With the police, media and even official opposition firmly behind her, Priti Patel expected her new police bill to attract little fanfare. She may have been vindicated, had the murder of Sarah Everard and its fallout not happened. After appalling scenes on Clapham Common, police violence seemed suddenly indefensible. Suddenly, the coalition of groups that brought this bill into being – the police, politicians and press – have attempted to distance themself from it. The Home Secretary has publicly criticised the Metropolitan Police for their handling of the vigil for Everard, despite privately telling the police to stop it going ahead. In a remarkable U-turn, the Association of Police and Crime Commissioners now says that new powers to crack down on protests are not needed and go “too far”. The Labour party that was initially planning to abstain on the bill now argues that it “takes away our freedoms”. LBC presenter James O’Brien describes the policing bill as a government attack on “freedom of speech”, despite his colleague having helped bring it into being.

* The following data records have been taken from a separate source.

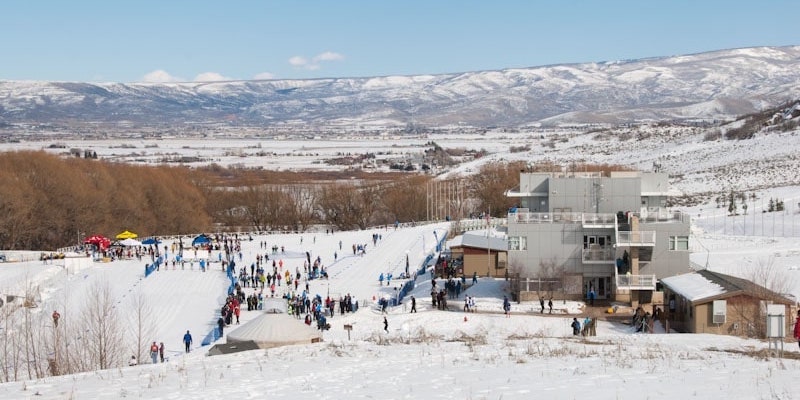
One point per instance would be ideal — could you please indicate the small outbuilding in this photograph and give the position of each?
(481, 254)
(273, 328)
(710, 302)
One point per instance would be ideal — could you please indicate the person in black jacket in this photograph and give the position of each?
(576, 327)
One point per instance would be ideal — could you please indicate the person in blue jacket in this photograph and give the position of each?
(187, 341)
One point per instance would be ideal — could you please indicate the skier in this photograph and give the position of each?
(154, 352)
(797, 328)
(187, 340)
(576, 327)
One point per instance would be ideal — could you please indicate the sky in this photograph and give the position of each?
(183, 40)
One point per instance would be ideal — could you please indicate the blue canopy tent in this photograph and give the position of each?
(150, 241)
(202, 239)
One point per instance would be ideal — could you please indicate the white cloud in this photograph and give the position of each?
(328, 56)
(298, 61)
(315, 63)
(211, 77)
(160, 76)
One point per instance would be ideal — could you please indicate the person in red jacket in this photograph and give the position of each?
(797, 328)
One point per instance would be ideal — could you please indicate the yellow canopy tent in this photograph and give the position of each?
(127, 235)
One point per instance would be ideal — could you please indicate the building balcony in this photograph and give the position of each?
(636, 282)
(636, 238)
(588, 220)
(598, 255)
(594, 220)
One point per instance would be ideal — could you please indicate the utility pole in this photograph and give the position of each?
(488, 246)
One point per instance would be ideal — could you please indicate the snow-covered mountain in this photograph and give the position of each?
(713, 85)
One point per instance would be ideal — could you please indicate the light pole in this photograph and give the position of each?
(407, 272)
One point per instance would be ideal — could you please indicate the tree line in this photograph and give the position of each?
(49, 201)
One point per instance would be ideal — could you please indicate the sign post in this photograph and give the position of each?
(776, 327)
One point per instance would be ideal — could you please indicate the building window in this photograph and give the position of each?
(518, 243)
(679, 243)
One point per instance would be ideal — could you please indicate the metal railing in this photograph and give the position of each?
(599, 219)
(598, 254)
(640, 282)
(662, 215)
(636, 238)
(545, 218)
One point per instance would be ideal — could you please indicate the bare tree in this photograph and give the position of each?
(551, 277)
(142, 323)
(103, 335)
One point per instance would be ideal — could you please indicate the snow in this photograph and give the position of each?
(693, 286)
(448, 354)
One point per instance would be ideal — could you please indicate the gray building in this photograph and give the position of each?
(606, 232)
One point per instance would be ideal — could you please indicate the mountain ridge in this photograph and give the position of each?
(714, 85)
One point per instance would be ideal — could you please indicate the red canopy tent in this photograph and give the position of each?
(100, 241)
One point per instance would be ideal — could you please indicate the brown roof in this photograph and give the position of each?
(734, 286)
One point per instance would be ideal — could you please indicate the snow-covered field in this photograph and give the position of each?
(451, 354)
(429, 354)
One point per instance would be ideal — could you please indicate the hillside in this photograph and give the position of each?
(708, 86)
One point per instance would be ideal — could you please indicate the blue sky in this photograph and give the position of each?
(188, 40)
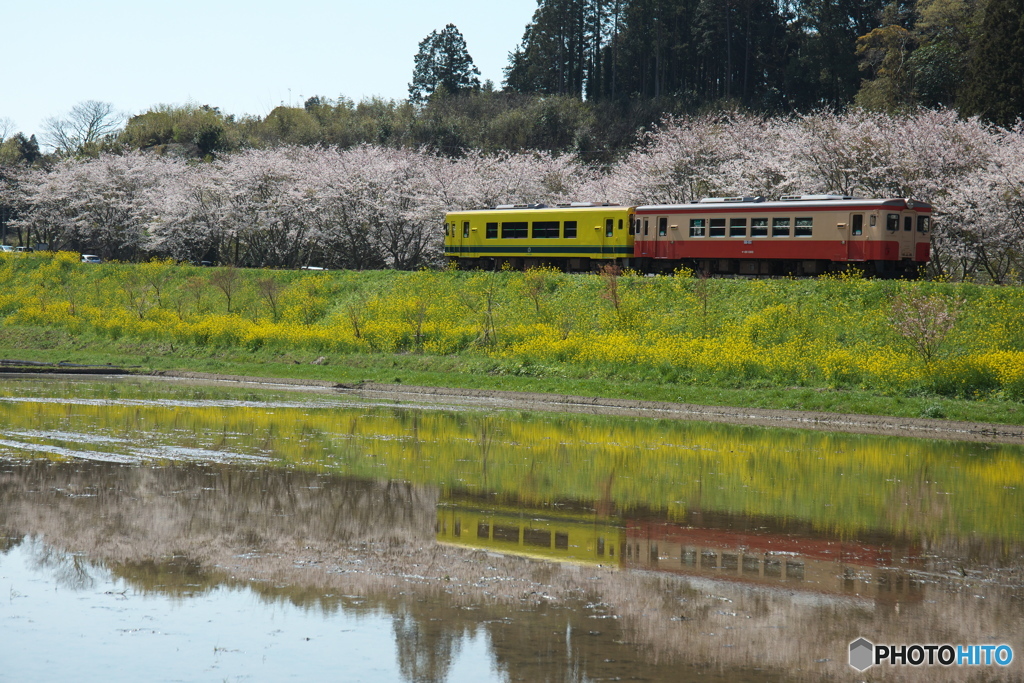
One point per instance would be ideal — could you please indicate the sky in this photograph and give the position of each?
(245, 57)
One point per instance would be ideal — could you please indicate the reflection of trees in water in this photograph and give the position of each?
(326, 542)
(426, 647)
(70, 570)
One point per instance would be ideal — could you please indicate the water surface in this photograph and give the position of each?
(145, 519)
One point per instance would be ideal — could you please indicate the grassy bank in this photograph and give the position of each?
(848, 345)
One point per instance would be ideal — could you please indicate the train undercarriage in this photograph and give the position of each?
(721, 267)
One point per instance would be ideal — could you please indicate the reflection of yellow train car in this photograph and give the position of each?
(807, 562)
(572, 238)
(531, 532)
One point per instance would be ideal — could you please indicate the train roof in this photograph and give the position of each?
(818, 202)
(578, 206)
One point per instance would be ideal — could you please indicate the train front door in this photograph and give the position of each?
(856, 240)
(907, 239)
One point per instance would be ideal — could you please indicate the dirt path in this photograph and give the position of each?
(857, 424)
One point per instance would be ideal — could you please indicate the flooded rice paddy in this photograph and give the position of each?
(181, 531)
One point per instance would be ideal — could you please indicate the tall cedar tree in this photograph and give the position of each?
(442, 62)
(995, 89)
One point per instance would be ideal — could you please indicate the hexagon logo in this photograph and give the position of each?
(861, 653)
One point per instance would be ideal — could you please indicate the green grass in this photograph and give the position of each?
(477, 372)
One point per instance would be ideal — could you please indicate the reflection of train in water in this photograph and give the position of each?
(723, 547)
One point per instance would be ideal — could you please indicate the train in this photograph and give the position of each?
(795, 236)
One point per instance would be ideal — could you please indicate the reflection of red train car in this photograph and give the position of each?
(811, 562)
(759, 551)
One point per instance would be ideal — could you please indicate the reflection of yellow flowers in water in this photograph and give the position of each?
(671, 466)
(829, 332)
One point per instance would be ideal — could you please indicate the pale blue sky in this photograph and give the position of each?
(245, 57)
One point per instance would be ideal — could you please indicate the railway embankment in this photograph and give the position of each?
(938, 352)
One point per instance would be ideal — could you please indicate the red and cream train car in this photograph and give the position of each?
(804, 235)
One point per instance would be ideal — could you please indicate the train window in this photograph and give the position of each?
(545, 229)
(514, 229)
(780, 227)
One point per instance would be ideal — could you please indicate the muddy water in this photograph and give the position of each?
(183, 531)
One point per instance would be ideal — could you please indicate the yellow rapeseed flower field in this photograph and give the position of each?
(896, 337)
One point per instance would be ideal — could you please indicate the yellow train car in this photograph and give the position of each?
(570, 237)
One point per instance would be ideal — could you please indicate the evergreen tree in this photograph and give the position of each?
(561, 49)
(442, 62)
(995, 86)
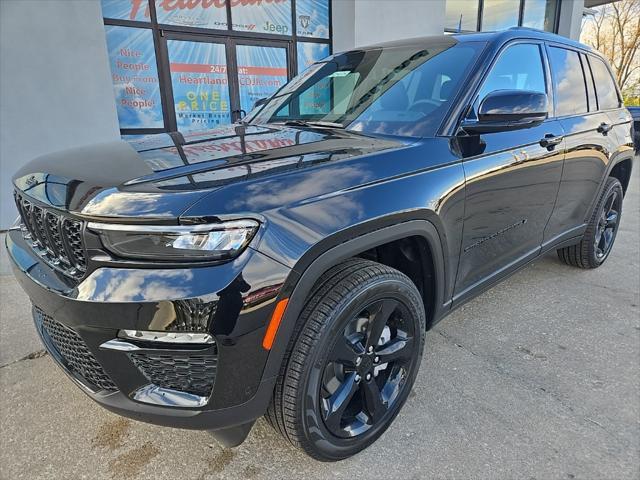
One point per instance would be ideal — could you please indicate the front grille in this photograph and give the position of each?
(187, 373)
(55, 237)
(192, 315)
(74, 352)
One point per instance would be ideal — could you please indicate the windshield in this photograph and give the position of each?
(404, 90)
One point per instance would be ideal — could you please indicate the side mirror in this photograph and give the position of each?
(260, 102)
(505, 110)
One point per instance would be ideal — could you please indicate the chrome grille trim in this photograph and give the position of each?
(56, 238)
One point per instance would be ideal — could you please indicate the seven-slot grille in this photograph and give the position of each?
(74, 352)
(56, 238)
(184, 372)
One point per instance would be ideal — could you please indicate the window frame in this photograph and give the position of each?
(584, 80)
(591, 55)
(160, 31)
(556, 20)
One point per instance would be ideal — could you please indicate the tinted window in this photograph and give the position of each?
(518, 68)
(394, 91)
(568, 82)
(605, 86)
(591, 90)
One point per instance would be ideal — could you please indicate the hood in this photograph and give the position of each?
(160, 176)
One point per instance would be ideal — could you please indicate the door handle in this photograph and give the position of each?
(604, 128)
(240, 113)
(550, 141)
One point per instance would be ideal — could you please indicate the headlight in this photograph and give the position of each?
(183, 242)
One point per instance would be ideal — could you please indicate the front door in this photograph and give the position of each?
(511, 179)
(215, 81)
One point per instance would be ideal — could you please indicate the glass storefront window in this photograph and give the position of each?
(261, 71)
(137, 10)
(316, 99)
(312, 18)
(200, 84)
(540, 14)
(135, 77)
(262, 17)
(206, 14)
(461, 15)
(500, 14)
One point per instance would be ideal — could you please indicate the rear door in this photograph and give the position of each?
(584, 98)
(511, 179)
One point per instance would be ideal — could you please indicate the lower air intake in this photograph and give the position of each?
(74, 352)
(193, 374)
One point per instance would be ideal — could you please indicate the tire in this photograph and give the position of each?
(338, 324)
(596, 244)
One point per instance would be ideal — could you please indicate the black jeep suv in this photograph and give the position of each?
(291, 264)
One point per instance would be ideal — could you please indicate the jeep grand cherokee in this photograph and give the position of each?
(290, 265)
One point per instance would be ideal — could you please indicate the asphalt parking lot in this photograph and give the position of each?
(538, 378)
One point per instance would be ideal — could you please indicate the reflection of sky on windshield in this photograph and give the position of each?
(500, 14)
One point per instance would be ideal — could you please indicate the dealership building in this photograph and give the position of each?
(75, 72)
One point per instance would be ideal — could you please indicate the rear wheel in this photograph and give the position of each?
(597, 242)
(353, 363)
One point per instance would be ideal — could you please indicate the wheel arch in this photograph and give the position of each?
(338, 248)
(622, 171)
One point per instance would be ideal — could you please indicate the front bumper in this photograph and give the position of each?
(239, 294)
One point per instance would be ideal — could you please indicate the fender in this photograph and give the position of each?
(299, 285)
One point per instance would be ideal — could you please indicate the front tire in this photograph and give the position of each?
(597, 241)
(353, 362)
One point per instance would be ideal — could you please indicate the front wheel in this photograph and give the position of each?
(352, 366)
(597, 242)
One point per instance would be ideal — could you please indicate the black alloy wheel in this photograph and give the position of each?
(607, 224)
(595, 245)
(352, 360)
(366, 368)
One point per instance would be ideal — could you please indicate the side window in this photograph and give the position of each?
(519, 67)
(591, 89)
(605, 85)
(568, 82)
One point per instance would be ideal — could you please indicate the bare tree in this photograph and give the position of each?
(615, 32)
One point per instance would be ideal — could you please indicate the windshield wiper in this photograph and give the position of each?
(304, 123)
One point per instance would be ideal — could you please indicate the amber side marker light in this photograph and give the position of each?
(274, 323)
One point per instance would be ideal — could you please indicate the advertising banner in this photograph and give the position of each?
(200, 84)
(135, 77)
(312, 18)
(262, 16)
(261, 71)
(193, 13)
(126, 10)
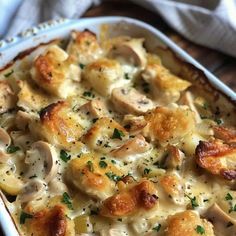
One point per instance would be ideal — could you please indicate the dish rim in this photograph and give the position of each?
(51, 27)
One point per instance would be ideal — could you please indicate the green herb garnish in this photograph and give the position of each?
(157, 228)
(113, 176)
(64, 156)
(146, 171)
(9, 73)
(12, 149)
(117, 134)
(127, 76)
(193, 201)
(90, 166)
(81, 66)
(24, 216)
(67, 200)
(200, 230)
(102, 164)
(228, 197)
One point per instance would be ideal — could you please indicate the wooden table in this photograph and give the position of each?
(221, 65)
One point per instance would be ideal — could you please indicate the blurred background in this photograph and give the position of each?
(205, 29)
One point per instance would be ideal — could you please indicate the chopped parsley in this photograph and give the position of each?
(24, 216)
(193, 201)
(117, 134)
(228, 197)
(146, 171)
(157, 228)
(127, 76)
(64, 156)
(102, 164)
(232, 208)
(81, 66)
(200, 230)
(88, 94)
(90, 166)
(67, 200)
(113, 176)
(12, 149)
(218, 121)
(9, 73)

As a result of public pressure maintained primarily by Sisters Uncut, the police bill has now been delayed until later in the year. Yet as multiple groups attempt to wash their hands of it, we must not forget who is responsible. This dangerous and authoritarian bill was dreamt up by an overpowerful police force, abetted by an authoritarian state, fleshed out by rightwing think tanks, promoted by billionaire-owned press and shooed in by a complicit opposition.

Sam Knights is a climate justice activist and the editor of This Is Not A Drill: An Extinction Rebellion Handbook.